Alzheimer hastalığının kadınlarda biraz daha fazla görüldüğünü ancak bu durumun nedeninin kesin olarak bilinmemekle beraber bazı hormonal ve kadın cinsiyetiyle ilişkili genetik risk faktörlerinin rolü olduğu düşünüldüğünü söyleyen Prof. Dr. Haşmet Hanağası sözlerini şöyle tamamladı: “Alzheimer hastalığı sinsi bir hastalıktır. Hastalık ilk olarak günlük hayatı etkilemeyen basit unutkanlıklar ile başlar ve zaman içinde zihinsel yakınmalar hastanın hayatında olumsuz etkiler oluşturur. Zihinsel işlevlerindeki aksama günlük yaşam aktivitelerini de bozmaya başlar. Örneğin para hesabı, yön bulma, ev işlerini yapma gibi günlük işlevlerde aksamalar meydana gelir. Alzheimer hastalığı basit unutkanlıklardan yapılan klinik testler, çeşitli laboratuvar ve görüntüleme incelemeleri ile kolayca ayrılabilir.”
Alzheimer hastaları ve yakınları için "Unutma Seni-Yaşanmışlığın Kokusu" farkındalık projesi
Türkiye Alzheimer Derneği toplumda farkındalık yaratmak, Alzheimer hastalığının erken tanısındaki önemi vurgulamak amacıyla hasta ve hasta yakınlarına özel olarak; Unutma Seni-Yaşanmışlığın Kokusu" farkındalık projesini hayata geçirdi.
Santa Farma'nın koşulsuz desteği ile yürütülen "Unutma Seni-Yaşanmışlığın Kokusu" farkındalık projesi, Alzheimer hastalarının ilk unuttuğu duyulardan kokuya odaklanıyor.

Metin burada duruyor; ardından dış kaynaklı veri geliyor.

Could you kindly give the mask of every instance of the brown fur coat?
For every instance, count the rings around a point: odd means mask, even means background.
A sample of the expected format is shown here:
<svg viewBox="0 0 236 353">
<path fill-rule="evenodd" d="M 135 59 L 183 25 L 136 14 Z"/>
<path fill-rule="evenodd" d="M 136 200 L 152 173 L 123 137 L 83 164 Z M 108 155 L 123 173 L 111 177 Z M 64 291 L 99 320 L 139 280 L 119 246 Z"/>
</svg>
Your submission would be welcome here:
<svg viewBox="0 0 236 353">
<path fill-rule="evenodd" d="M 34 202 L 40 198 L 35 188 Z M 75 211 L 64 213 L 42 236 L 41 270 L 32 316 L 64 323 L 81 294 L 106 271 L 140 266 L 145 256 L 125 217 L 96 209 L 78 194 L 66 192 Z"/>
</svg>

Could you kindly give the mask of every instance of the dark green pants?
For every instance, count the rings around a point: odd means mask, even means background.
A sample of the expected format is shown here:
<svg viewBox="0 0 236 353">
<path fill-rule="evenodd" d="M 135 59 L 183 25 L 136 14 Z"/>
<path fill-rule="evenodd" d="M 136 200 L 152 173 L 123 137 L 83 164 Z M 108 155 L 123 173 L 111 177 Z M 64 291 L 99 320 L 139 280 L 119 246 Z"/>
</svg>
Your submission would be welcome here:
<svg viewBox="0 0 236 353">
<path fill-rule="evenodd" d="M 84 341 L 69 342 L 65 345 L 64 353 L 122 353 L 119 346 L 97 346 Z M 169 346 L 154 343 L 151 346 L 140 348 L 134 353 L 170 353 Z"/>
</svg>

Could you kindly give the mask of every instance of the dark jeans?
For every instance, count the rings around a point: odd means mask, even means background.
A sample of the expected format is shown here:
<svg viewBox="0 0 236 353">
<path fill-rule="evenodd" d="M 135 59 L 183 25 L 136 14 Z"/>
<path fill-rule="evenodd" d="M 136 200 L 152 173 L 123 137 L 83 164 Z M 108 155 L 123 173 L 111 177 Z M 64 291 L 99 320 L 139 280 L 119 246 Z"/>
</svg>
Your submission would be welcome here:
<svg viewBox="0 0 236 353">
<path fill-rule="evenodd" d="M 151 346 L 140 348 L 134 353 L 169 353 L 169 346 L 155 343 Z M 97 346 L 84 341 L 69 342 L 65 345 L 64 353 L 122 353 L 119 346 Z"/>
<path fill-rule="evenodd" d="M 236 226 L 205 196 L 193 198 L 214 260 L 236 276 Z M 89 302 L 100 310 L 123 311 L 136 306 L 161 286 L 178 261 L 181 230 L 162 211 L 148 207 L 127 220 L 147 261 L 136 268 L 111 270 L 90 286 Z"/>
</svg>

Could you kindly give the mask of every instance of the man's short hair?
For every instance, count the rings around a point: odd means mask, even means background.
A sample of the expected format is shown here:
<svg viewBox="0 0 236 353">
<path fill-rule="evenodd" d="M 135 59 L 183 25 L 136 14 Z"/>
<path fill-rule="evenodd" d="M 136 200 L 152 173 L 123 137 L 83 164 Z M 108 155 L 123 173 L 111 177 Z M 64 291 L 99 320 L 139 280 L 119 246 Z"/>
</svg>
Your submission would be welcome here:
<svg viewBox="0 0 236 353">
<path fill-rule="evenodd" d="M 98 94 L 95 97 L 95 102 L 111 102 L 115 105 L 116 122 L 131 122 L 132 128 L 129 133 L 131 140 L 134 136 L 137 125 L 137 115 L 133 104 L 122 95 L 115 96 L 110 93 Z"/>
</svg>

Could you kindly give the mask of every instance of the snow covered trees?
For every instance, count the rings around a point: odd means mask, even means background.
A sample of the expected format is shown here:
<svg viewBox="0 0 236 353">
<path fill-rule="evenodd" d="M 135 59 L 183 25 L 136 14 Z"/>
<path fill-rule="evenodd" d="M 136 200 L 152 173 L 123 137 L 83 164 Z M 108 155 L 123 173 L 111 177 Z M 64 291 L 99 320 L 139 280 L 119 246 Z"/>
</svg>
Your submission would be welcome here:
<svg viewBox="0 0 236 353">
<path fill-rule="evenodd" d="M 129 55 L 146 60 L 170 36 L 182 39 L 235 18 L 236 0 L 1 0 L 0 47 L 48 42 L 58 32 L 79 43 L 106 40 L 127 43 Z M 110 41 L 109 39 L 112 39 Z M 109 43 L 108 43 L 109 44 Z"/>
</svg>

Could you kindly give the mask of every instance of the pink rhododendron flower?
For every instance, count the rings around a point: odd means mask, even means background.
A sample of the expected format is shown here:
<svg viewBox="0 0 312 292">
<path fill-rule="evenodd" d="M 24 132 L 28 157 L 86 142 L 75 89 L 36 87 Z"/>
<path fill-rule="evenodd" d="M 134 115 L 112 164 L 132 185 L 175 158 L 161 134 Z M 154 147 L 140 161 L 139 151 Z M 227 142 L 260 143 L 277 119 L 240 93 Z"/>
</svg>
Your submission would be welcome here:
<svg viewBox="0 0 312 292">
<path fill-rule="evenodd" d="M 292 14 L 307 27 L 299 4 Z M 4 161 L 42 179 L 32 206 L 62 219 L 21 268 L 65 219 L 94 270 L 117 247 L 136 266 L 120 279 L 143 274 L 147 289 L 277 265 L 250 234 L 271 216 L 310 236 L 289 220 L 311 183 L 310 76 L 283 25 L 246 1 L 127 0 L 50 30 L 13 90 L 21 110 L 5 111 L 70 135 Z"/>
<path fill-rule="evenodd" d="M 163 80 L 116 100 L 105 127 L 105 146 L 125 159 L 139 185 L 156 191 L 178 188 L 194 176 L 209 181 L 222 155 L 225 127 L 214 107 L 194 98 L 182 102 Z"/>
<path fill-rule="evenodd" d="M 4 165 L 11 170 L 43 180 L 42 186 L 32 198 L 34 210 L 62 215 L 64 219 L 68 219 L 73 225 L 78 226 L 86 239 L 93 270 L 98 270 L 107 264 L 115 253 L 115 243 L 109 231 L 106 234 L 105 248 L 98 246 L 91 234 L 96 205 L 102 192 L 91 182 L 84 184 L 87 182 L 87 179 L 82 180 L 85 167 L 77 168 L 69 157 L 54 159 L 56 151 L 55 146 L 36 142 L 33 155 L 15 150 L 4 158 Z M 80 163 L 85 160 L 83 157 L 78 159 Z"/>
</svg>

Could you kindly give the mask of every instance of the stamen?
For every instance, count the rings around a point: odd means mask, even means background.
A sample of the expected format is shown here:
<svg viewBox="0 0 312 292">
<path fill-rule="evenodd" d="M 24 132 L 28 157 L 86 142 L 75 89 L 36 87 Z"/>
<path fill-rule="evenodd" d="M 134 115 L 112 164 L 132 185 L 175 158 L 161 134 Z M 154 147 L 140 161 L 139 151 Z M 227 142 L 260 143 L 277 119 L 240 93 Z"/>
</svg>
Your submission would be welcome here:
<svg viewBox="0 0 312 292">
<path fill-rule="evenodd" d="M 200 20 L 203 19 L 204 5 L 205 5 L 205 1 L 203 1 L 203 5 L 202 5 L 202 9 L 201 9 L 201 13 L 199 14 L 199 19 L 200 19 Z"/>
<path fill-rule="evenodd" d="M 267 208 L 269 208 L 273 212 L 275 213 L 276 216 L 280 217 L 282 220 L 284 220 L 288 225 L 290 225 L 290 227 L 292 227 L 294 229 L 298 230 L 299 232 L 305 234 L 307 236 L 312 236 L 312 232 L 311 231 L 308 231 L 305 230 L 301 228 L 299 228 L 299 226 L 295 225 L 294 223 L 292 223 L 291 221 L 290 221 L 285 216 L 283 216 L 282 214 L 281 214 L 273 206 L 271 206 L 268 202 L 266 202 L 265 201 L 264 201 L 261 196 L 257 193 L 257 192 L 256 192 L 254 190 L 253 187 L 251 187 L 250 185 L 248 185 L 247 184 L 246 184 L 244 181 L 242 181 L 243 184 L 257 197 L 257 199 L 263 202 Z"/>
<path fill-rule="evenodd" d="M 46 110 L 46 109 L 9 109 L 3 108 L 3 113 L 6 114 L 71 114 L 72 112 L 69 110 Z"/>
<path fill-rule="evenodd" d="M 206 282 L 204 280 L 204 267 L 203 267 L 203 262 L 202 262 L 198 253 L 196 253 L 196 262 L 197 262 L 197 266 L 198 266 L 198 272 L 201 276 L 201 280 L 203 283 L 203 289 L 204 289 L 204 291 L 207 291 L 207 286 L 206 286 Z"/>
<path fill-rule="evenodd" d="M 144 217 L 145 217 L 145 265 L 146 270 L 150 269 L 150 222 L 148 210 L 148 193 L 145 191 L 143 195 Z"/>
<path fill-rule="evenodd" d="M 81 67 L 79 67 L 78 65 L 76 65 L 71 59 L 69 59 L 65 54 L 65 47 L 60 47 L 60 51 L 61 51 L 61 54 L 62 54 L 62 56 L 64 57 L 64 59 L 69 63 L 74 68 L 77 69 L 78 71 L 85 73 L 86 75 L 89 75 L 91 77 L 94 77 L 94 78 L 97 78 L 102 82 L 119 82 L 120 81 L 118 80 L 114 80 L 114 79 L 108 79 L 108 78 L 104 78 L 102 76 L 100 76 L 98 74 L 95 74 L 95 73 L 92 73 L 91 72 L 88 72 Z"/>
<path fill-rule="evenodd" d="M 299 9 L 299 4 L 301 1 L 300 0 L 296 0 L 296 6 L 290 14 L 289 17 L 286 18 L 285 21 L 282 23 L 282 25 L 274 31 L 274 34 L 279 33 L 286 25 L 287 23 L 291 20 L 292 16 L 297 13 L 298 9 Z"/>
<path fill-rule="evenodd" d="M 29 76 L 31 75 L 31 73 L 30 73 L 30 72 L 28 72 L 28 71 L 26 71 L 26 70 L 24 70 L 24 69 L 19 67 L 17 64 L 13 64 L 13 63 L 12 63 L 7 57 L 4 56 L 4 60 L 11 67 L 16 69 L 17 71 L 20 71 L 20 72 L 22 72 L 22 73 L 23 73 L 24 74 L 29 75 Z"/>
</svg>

Farkındalık projesi ile hasta yakınları sevdiklerini hatırlatan, unutamadıkları kokuların hikayelerini yazıyor. Farkındalık projesi kapsamında ise gelen hikayelerin unutulmaması için bu esanslar kolonyaya dönüştürülüyor.
Proje kapsamında Unutmaseni.org sitesinden hikayelerini paylaşan kişilerin hikayeleri de “Unutma Seni” sosyal medya hesaplarında ve web sitesinin “Yaşanmışlığın Kokusu” kategorilerinde yayınlanarak, daha çok kişiye erişilmesi ve farkındalık sağlanması hedefleniyor.